経営規模を見ても阪急電鉄は京都から神戸までの広域をカバーし宝塚歌劇もあるし、阪急デパートと阪神デパートを比較しても阪急電鉄グループはセンスのいい大手高級電鉄のイメージがある。対する阪神電鉄は、大阪梅田から神戸元町までの短い路線だけの小規模である。
ただ阪神電鉄は阪神間の北側に聳えている国立公園・六甲山系に広大な土地を保有している。この含み益活用は決して目先の効いたものではなく、バブルにもまみれなかった。阪神電鉄は泥臭いというのか、抵抗した形跡もないまま村上に完敗した。もたもたしているというのか、それが阪神らしい企業風土だが、その良さも確かにあった。
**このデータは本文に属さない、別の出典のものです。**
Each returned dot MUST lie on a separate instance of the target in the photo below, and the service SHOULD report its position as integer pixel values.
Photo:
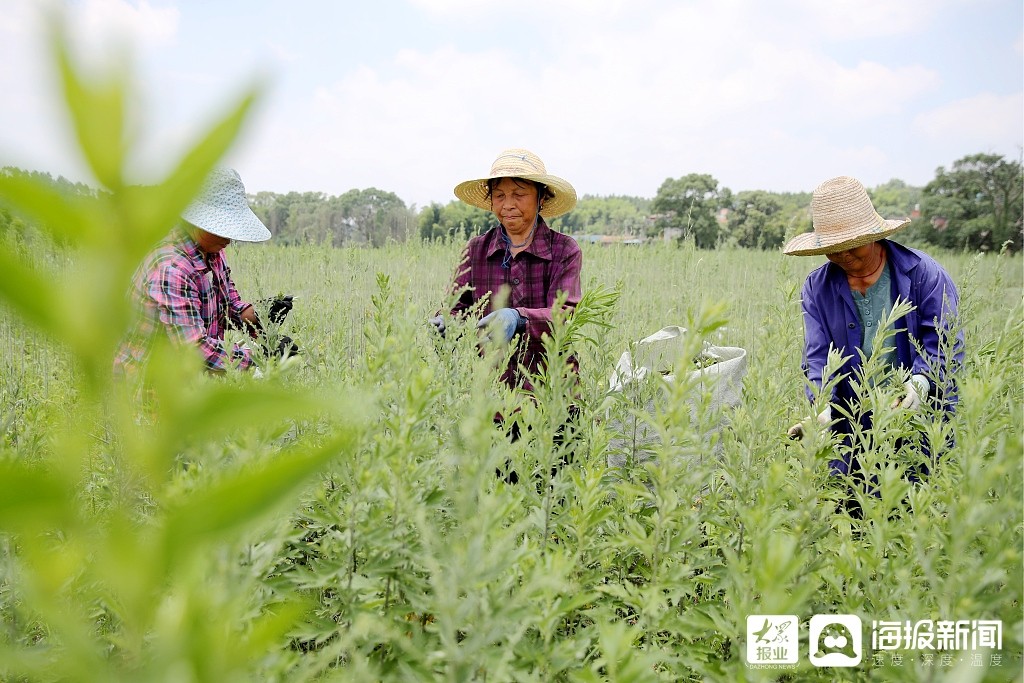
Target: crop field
(349, 515)
(401, 556)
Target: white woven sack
(655, 356)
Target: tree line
(976, 205)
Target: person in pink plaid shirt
(184, 286)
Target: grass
(341, 518)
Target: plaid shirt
(192, 297)
(550, 264)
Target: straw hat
(222, 209)
(520, 164)
(844, 218)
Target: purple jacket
(535, 278)
(830, 321)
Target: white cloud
(985, 121)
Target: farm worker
(520, 256)
(845, 299)
(184, 286)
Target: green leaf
(35, 297)
(238, 501)
(33, 498)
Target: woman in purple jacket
(845, 300)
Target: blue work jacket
(830, 321)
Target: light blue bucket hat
(222, 209)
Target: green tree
(607, 215)
(757, 220)
(690, 203)
(977, 205)
(895, 199)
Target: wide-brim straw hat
(843, 217)
(524, 164)
(222, 209)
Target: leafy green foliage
(977, 205)
(690, 203)
(342, 518)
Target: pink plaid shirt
(549, 265)
(188, 295)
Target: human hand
(916, 387)
(280, 307)
(797, 431)
(286, 348)
(437, 322)
(504, 321)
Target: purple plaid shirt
(188, 295)
(535, 276)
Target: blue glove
(437, 322)
(505, 322)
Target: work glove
(280, 307)
(797, 431)
(916, 388)
(286, 348)
(504, 323)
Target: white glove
(916, 388)
(797, 430)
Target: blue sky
(414, 96)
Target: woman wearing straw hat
(184, 286)
(845, 299)
(520, 256)
(520, 263)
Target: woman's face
(210, 243)
(858, 261)
(514, 202)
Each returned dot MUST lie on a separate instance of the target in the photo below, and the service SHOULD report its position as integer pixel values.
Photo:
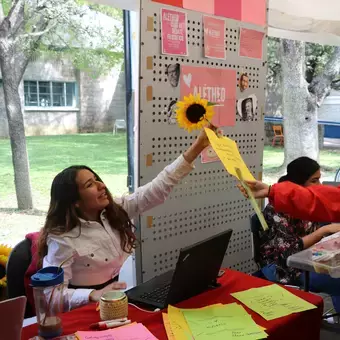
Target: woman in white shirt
(85, 224)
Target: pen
(110, 324)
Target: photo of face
(246, 107)
(171, 114)
(173, 72)
(244, 82)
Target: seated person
(93, 232)
(287, 235)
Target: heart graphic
(187, 79)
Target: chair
(120, 124)
(17, 265)
(12, 316)
(278, 135)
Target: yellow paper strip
(253, 202)
(223, 323)
(227, 151)
(178, 324)
(272, 302)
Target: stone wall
(101, 102)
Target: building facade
(58, 99)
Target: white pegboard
(207, 201)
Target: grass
(106, 154)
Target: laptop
(196, 270)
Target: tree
(56, 27)
(306, 73)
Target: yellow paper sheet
(223, 323)
(178, 324)
(272, 302)
(227, 151)
(167, 327)
(253, 202)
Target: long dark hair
(300, 170)
(63, 216)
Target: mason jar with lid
(113, 305)
(51, 299)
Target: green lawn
(105, 153)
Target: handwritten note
(178, 324)
(132, 332)
(174, 32)
(223, 322)
(272, 302)
(227, 151)
(167, 327)
(251, 43)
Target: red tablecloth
(302, 326)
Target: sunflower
(4, 254)
(193, 113)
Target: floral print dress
(282, 239)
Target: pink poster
(214, 41)
(174, 32)
(204, 6)
(231, 9)
(215, 85)
(254, 12)
(251, 43)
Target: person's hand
(332, 228)
(198, 146)
(202, 140)
(259, 189)
(96, 294)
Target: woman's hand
(259, 189)
(198, 146)
(96, 294)
(332, 228)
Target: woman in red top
(302, 200)
(319, 203)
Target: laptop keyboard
(159, 294)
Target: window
(50, 94)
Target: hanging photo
(173, 72)
(174, 32)
(171, 113)
(244, 82)
(215, 85)
(246, 107)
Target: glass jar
(51, 300)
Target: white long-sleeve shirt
(95, 248)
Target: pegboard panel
(207, 201)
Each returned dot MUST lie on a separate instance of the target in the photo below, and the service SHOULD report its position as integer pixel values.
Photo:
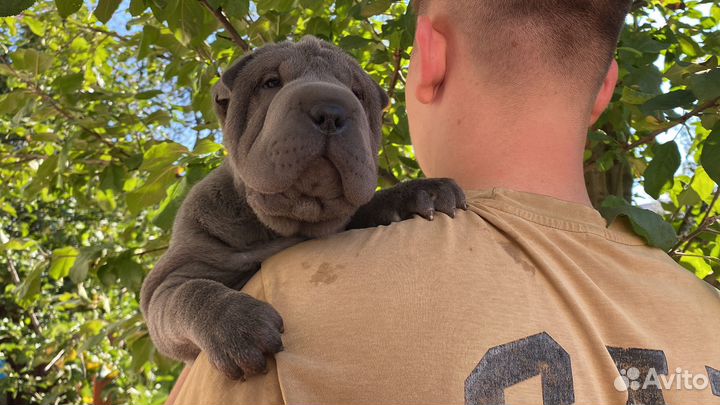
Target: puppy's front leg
(186, 314)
関西地域に存在する大手私鉄(近鉄・阪急・阪神・南海・京阪)は一つの地域に密集する電鉄数としては世界一と言われた。その中で、地価の高い阪神間の資産もあり最も歴史のある阪神電鉄職員は戦前はこれ等の私鉄の中で最高に良い給料を貰っていた。だから、阪急の帽子を被り南海の制服を着て阪神のサラリーを貰うのが最高と言われていた。
阪急電鉄は、短い路線の宝塚線などの急行は鈍行のため「ケチ急」とか「半急」ではないかと皮肉を言われたが、京都・神戸の本線は快適な特急もあるなど抜け目がない。

よく言えばおっとりした阪神、ぱっとしない株価は2300円程度と多年に亘り低迷していた。私も過去50年間、阪急電鉄山手の雲雀丘に住んでおりながら、この阪神株を安いな、買うかな、だが魅力がないな、といつも心が動いては買うことをしなかった一人である。

私の友人は先代からの大株主、また一人は関連企業トップだが我々はその泥臭いが、ひっそりと持ち場を守り伝統を守って生きてきた堅実老舗阪神を愛してきた。地元ではそれなりに愛着を持たれた会社である。

そのような阪神グループに金権主義の村上が目をつけたのは金だけの目的では正解であり脱帽する。然しドングリ眼村上は市場経済のやり方でこの伝来の企業をぶっ壊してしまった。

それなりに維持してきた伝来の企業職員気質、阪神電鉄とか阪神デパートの庶民的な気楽さ、その中から発生した阪神タイガーズファン、六甲降ろしの応援歌の発生した風土の阪神電鉄だが、日本人の心の中に米国式経済で、ギョロメ村上が利益だけの目的で手を突っ込み破壊してしまった。こんな手法の経済では日本全体、日本の企業風土、日本人らしい感性、伝統情緒がマネーで壊されてしまう。こんな経済は御免蒙りたい。